Whether or not he is correct in his claims, the point is that Choudhury is taking the right approach. Faith is a personal thing, with psychological, cultural, social, political and even economic reasons for existing. Certain clerics may build elaborate post-hoc logical filigree premised upon the foundational tenets of their faith, but that’s just their job; it adds to the perceived grandeur of their institutions just like using more gold leaf or commissioning another statue. Any logical constructions built by the larger religions are very much secondary to their psychological core services.
The real function of the pro-atheism books is not so much to persuade the religious to change sides but instead to strengthen and empower the existing atheists.

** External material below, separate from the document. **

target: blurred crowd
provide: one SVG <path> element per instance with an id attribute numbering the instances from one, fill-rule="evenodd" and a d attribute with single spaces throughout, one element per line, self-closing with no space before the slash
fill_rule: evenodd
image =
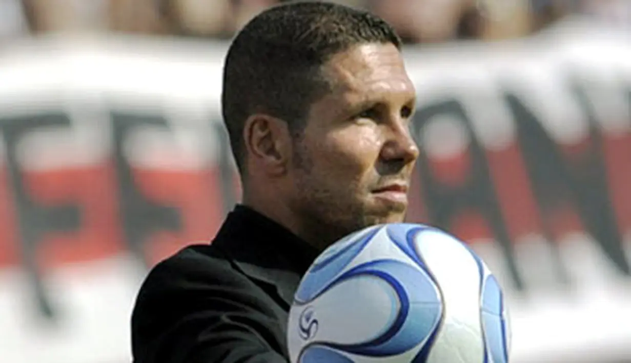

In the UK, where religion isn’t as pervasive as in certain other countries many non-believers are simply atheist by default. These books may help turn mild “don’t care for or about religion” types into more passionate and informed defenders of the lack-of-faith.
Until 9.11 the most important political reason for countering religious power was the rise of the American Christian right. I still think this is the most dangerous religious force in the World, since the US is such an unhelpfully active military power. But the Christian encroachment on the White House was slow and steady, no single event jolted atheists into thinking that they couldn’t continue to coexist (though separately) with believers, after all, being nice may often trump being right. It was the spectacular and dramatic terrorist events committed in the name of Islam that awoke the proselytising side of atheists, and that made religion into a news item.
The irony of this is that this stupid, evil, terrorism may be a greater force for turning some people away from God (just as it convinces its supporters of the power of their faith) than all the patient, precise, and reasonable logical arguments laid down in books. I don’t know where the next force against faith will come from but I doubt that logic will be involved; a major celebrity reporting an atheist miracle, perhaps?